Move the MPSADBW computation helper and IR builder from
guest_amd64_helpers.c and guest_amd64_toIR.c into a new
header guest_generic_helpers.h and guest_generic_sse.h,
so the helpers could be shared between x86 and amd64
implementaions.
Move MPSADBW tests into the shared sse4-common.h so they are
also exercised on x86.
Mark Wielaard [Thu, 12 Mar 2026 00:22:32 +0000 (01:22 +0100)]
Add PCMPEQQ SSE4.1 support for x86
Add handling of PCMPEQQ to VEX/priv/guest_x86_toIR.c based on the
guest_amd64_toIR.c implementation. Handle Iop_CmpEQ64x2 using
h_generic_calc_CmpEQ64x2 in VEX/priv/host_x86_isel.c.

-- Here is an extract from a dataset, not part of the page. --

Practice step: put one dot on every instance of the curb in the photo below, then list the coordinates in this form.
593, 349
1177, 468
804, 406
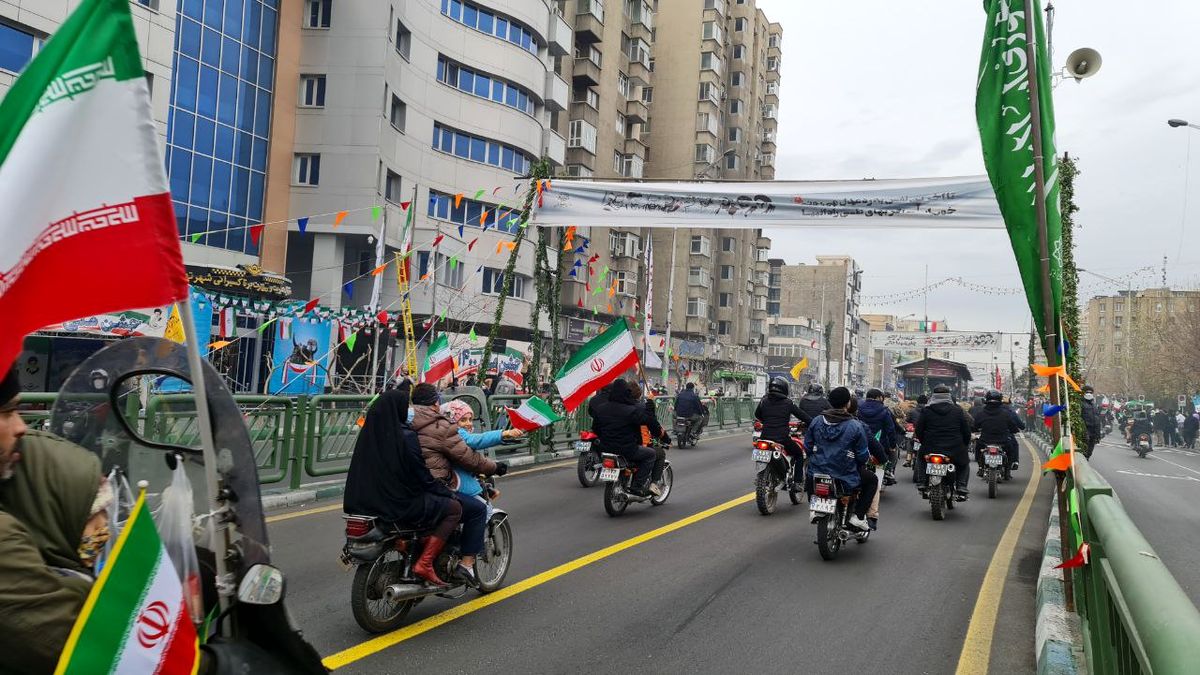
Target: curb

Move test_PCMPEQQ from none/tests/amd64/sse4-64.c to
none/tests/sse4-common.h and add the same test to
none/tests/x86/sse4-x86.c with new PCMPEQQ output in stdout.exp.
This possibly segfaults when arg2 is not a constant.
Optimising GCC figures it can first check arg2->tag == Iex_Const
which is cheaper than disp = arg2->Iex.Const.con->Ico.U64;
Nice one.
Regtested with both default compiler flags and -g only.